Whatever 'Bloomsbury' may think of Jane Austen, she is not by any means one of my favourites. I'd give all she ever wrote for half what the Brontës wrote -- if my reason did not compel me to see that she is a magnificent artist. What I shall proceed to find out, from her letters, when I've time, is why she failed to be much better than she was. Something to do with sex, I expect; the letters are full of hints already that she suppressed half of her in her novels.
Virginia Woolf, Letter to Ethel Smythe, 20 November 1932, in David Dowling, Novelists on Novelists (1983)
Charlotte Brontë, with all her splendid gift for prose, stumbled and fell with that clumsy weapon in her hands. George Eliot committed atrocities with it that beggar description. Jane Austen looked at it and laughed at it and devised a perfectly natural, shapely sentence proper for her own use and never departed from it. Thus, with less genius for writing than Charlotte Brontë, she got infinitely more said.
Jane Austen is thus a mistress of much deeper emotion than appears upon the surface. She stimulates us to supply what is not there. What she offers is, apparently, a trifle, yet is composed of something that expands in the reader's mind and endows with the most enduring form of life scenes which are outwardly trivial. Always the stress is laid upon character.
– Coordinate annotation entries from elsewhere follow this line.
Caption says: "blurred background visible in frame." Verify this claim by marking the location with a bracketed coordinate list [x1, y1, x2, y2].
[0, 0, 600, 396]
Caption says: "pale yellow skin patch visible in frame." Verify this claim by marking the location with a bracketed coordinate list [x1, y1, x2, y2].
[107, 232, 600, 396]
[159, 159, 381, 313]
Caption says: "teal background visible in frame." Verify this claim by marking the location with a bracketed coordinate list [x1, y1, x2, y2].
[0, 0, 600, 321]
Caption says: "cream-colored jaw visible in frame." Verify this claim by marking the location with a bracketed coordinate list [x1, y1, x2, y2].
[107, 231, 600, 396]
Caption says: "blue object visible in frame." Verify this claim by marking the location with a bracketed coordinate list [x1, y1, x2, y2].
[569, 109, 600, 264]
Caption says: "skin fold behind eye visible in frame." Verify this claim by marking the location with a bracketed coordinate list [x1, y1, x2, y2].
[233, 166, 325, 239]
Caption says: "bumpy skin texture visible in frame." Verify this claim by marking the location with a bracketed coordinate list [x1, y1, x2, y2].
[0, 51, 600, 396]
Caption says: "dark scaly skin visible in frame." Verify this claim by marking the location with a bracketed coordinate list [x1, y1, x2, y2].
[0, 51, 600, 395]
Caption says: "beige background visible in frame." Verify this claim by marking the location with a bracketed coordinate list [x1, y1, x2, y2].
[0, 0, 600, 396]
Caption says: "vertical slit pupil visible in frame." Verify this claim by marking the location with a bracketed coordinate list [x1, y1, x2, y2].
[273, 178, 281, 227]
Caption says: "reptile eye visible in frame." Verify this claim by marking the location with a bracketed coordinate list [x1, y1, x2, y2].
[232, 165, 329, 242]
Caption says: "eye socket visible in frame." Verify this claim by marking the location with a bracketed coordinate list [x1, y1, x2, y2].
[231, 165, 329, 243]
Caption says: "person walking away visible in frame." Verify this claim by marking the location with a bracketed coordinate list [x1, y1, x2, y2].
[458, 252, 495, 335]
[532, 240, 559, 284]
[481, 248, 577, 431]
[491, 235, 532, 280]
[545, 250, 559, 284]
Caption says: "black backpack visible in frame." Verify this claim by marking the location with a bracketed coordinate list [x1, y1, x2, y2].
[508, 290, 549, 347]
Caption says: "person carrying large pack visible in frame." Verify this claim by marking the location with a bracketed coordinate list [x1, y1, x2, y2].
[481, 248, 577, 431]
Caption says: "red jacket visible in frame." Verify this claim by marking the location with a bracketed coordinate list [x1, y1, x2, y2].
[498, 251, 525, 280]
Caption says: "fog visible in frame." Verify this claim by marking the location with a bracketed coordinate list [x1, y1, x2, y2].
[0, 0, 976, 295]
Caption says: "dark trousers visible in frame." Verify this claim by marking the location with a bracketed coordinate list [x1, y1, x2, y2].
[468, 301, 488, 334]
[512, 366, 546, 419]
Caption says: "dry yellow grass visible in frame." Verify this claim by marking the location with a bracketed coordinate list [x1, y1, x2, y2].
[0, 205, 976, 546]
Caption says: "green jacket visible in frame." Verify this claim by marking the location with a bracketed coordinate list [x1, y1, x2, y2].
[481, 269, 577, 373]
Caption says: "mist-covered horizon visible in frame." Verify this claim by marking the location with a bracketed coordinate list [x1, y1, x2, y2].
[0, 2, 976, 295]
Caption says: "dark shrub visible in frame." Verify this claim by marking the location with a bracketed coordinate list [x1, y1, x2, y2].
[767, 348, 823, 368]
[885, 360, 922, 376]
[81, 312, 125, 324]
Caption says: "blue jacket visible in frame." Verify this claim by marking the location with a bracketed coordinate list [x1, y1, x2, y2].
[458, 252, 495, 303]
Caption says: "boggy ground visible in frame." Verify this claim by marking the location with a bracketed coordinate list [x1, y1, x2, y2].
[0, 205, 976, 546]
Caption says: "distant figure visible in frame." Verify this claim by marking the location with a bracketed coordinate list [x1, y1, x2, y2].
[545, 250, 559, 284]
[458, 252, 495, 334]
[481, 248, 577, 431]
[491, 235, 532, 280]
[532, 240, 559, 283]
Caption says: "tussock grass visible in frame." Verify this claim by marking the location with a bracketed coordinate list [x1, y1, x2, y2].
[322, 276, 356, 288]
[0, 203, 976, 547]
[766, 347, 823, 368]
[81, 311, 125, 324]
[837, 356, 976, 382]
How, we are made to wonder, will Emma behave when Lord Osborne and Tom Musgrave make their call at five minutes before three, just as Mary is bringing in the tray and the knife-case? It is an extremely awkward situation. The young men are accustomed to much greater refinement. Emma may prove herself ill-bred, vulgar, a nonentity. The turns and twists of the dialogue keep us on the tenterhooks of suspense. Our attention is half upon the present moment, half upon the future. And when, in the end, Emma behaves in such a way as to vindicate our highest hopes of her, we are moved as if we had been made witnesses of a matter of the highest importance. Here, indeed, in this unfinished and in the main inferior story, are all the elements of Jane Austen's greatness. It has the permanent quality of literature. Think away the surface animation, the likeness to life, and there remains, to provide a deeper pleasure, an exquisite discrimination of human values.